The Dominican Republic occupies the eastern two-thirds of the island of Hispaniola, which it shares with Haiti. It has a tropical climate, but moist, year-round trade winds keep temperatures between 72 and 83 degrees.
Nearly three out of four Dominicans have both black and Caucasian ancestry. Spanish is the official language, and 95 percent of Dominicans are Catholic. Nearly 90 percent of Dominicans live in rural areas where unemployment is high and malnutrition is widespread. A family's diet consists mainly of rice, beans and chicken. Though agriculture was long the economic mainstay, in recent years growth in tourism and free-trade zones has made the service sector the country's largest employer. Compassion works with children in nearly every region of the country.
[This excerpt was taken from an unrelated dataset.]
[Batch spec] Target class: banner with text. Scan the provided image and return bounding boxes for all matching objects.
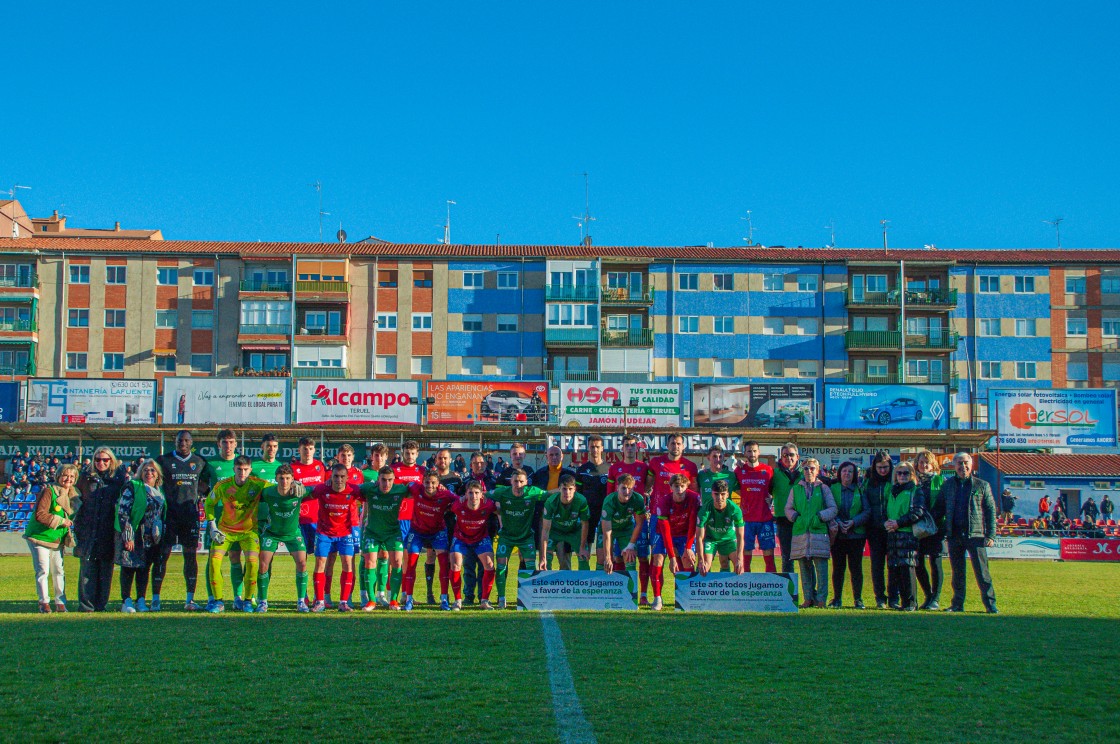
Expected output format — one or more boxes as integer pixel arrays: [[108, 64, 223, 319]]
[[560, 382, 681, 428], [164, 378, 291, 426], [296, 380, 420, 426], [27, 380, 156, 424], [517, 571, 637, 610], [988, 389, 1117, 448], [675, 574, 797, 612]]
The Taíno people were the country's original inhabitants. In 1492, they welcomed Christopher Columbus in his first voyage to the island, but subsequent colonizers were brutal, reducing the Taíno population from about 1 million to about 500 in 50 years. Hispaniola became the center of Spanish rule in the West Indies. The indigenous people were wiped out and slaves were brought from Africa to populate the island. The descendants of those slaves form most of the population today. For three centuries, Spain governed Hispaniola, followed by France. In 1804, the western part of the island won independence as the Republic of Haiti. In 1844, the eastern two-thirds of the island revolted and formed the Dominican Republic. In 2004, Leonel Antonio Fernández Reyna was elected to his second term as president.